Question 60: A 25-year old woman is brought to the emergency department because of a 1-day history of lower abdominal pain and vaginal bleeding. Her last menstrual period was 6 weeks ago. She is sexually active and uses condoms inconsistently with her boyfriend. She had pelvic inflammatory disease at the age of 22 years. Her temperature is 37.2°C (99°F), pulse is 90/min, respirations are 14/min, and blood pressure is 130/70 mm Hg. The abdomen is soft, and there is tenderness to palpation in the left lower quadrant with guarding but no rebound. There is scant blood in the introitus. Her serum β-human chorionic gonadotropin (hCG) level is 1,600 mIU/mL. Her blood type is O, RhD negative. She is asked to return 4 days later. Her serum β-hCG level is now 1,900 mIU/ml. A pelvic ultrasound shows a normal appearing uterus with an empty intrauterine cavity and a minimal amount of free pelvic fluid. Which of the following is the most appropriate next step in management?
A. Administration of misoprostol
B. Administration of intramuscular methotrexate
C. Administration of anti-D immunoglobulin and intramuscular methotrexate (Correct Answer)
D. Repeat serum β-hCG and pelvic ultrasound in 2 days
E. Administration of anti-D immunoglobulin and oral misoprostol
Explanation: ***Administration of anti-D immunoglobulin and intramuscular methotrexate***
- The diagnosis is highly suggestive of an **ectopic pregnancy** due to increasing β-hCG levels (though not doubling) with an empty uterus, and the patient has **Rh-negative blood** type.
- **Intramuscular methotrexate** is indicated for stable ectopic pregnancies with β-hCG levels below 5,000 mIU/mL, and **anti-D immunoglobulin** is crucial to prevent Rh sensitization in Rh-negative women.

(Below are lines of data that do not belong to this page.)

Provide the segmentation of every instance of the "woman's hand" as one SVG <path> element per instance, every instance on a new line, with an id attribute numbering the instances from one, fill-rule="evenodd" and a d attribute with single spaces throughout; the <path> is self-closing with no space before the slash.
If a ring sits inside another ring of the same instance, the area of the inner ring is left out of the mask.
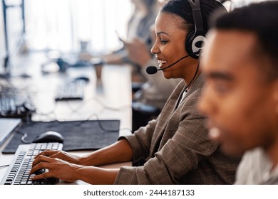
<path id="1" fill-rule="evenodd" d="M 46 151 L 38 154 L 34 158 L 36 159 L 40 156 L 47 156 L 52 158 L 59 158 L 68 163 L 83 165 L 82 158 L 81 156 L 73 155 L 63 151 L 46 149 Z"/>
<path id="2" fill-rule="evenodd" d="M 56 178 L 61 180 L 73 182 L 78 179 L 78 171 L 83 166 L 66 162 L 58 158 L 53 158 L 43 155 L 38 156 L 33 162 L 33 168 L 29 174 L 36 173 L 40 169 L 47 169 L 47 171 L 31 177 L 32 180 L 39 180 L 46 178 Z"/>

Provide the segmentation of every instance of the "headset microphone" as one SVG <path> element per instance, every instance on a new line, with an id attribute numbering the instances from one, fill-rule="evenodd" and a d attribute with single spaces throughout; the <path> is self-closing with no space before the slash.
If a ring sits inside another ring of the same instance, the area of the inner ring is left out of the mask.
<path id="1" fill-rule="evenodd" d="M 173 63 L 173 64 L 171 64 L 171 65 L 168 65 L 168 66 L 167 66 L 167 67 L 165 67 L 165 68 L 162 68 L 158 69 L 155 66 L 149 66 L 149 67 L 147 68 L 146 72 L 147 72 L 147 73 L 149 74 L 149 75 L 155 74 L 155 73 L 158 72 L 158 70 L 165 70 L 165 69 L 166 69 L 166 68 L 170 68 L 170 67 L 171 67 L 171 66 L 175 65 L 175 64 L 176 64 L 177 63 L 178 63 L 179 61 L 180 61 L 180 60 L 183 60 L 183 59 L 185 59 L 185 58 L 187 58 L 187 57 L 189 57 L 189 56 L 192 56 L 192 55 L 199 54 L 199 53 L 200 53 L 200 50 L 198 50 L 197 52 L 195 52 L 195 53 L 190 53 L 190 54 L 189 54 L 189 55 L 185 55 L 185 56 L 184 56 L 184 57 L 182 57 L 182 58 L 181 58 L 180 59 L 179 59 L 177 61 L 175 61 L 175 62 Z"/>

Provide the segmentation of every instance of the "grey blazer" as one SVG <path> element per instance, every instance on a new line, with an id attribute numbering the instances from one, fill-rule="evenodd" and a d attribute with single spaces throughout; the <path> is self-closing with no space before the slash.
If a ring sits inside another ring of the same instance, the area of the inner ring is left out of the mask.
<path id="1" fill-rule="evenodd" d="M 175 109 L 185 82 L 176 87 L 156 120 L 126 139 L 133 161 L 120 168 L 115 184 L 232 184 L 240 157 L 222 153 L 208 138 L 205 116 L 197 109 L 204 86 L 201 74 Z"/>

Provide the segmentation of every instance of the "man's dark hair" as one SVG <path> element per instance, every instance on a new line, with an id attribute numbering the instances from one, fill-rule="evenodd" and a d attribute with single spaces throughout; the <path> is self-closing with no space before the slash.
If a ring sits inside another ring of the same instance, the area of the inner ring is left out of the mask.
<path id="1" fill-rule="evenodd" d="M 215 16 L 212 26 L 219 30 L 250 32 L 257 38 L 256 55 L 272 63 L 269 78 L 278 77 L 278 1 L 254 3 Z"/>
<path id="2" fill-rule="evenodd" d="M 201 14 L 205 33 L 207 33 L 210 27 L 210 16 L 215 11 L 227 12 L 225 7 L 217 0 L 200 0 Z M 194 20 L 192 11 L 188 0 L 170 0 L 166 3 L 160 10 L 160 12 L 167 12 L 170 14 L 180 16 L 184 20 L 182 28 L 188 32 L 194 30 Z"/>

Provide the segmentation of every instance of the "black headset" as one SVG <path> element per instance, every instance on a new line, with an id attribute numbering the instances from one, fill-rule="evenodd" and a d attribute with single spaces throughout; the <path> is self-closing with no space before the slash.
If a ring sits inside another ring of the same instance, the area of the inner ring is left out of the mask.
<path id="1" fill-rule="evenodd" d="M 185 50 L 192 58 L 198 59 L 200 50 L 206 42 L 205 33 L 202 23 L 200 0 L 187 0 L 192 10 L 195 29 L 188 33 L 185 39 Z"/>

*Administration of misoprostol*
- **Misoprostol** is primarily used for medical abortion of intrauterine pregnancies or managing miscarriage, not for ectopic pregnancies.
- It would be ineffective in resolving an ectopic pregnancy and does not address the need for Rh prophylaxis.
*Administration of intramuscular methotrexate*
- While **intramuscular methotrexate** is appropriate for treating the ectopic pregnancy, it omits the critical step of administering **anti-D immunoglobulin**.
- Failure to administer anti-D immunoglobulin in an Rh-negative woman with an ectopic pregnancy can lead to **Rh sensitization**, posing risks for future pregnancies.
*Repeat serum β-hCG and pelvic ultrasound in 2 days*
- The current β-hCG trend (1600 to 1900 mIU/mL in 4 days) and empty uterus already strongly indicate an ectopic pregnancy or pregnancy of unknown location with a poor prognosis.
- Delaying treatment for another 2 days for repeat tests would postpone necessary intervention and potentially increase the risk of complications from a ruptured ectopic pregnancy.
*Administration of anti-D immunoglobulin and oral misoprostol*
- **Oral misoprostol** is not an appropriate treatment for an ectopic pregnancy; it is used for intrauterine gestations or miscarriage management.
- While **anti-D immunoglobulin** is correctly included due to her Rh-negative status, the choice of misoprostol makes this option incorrect for managing an ectopic pregnancy.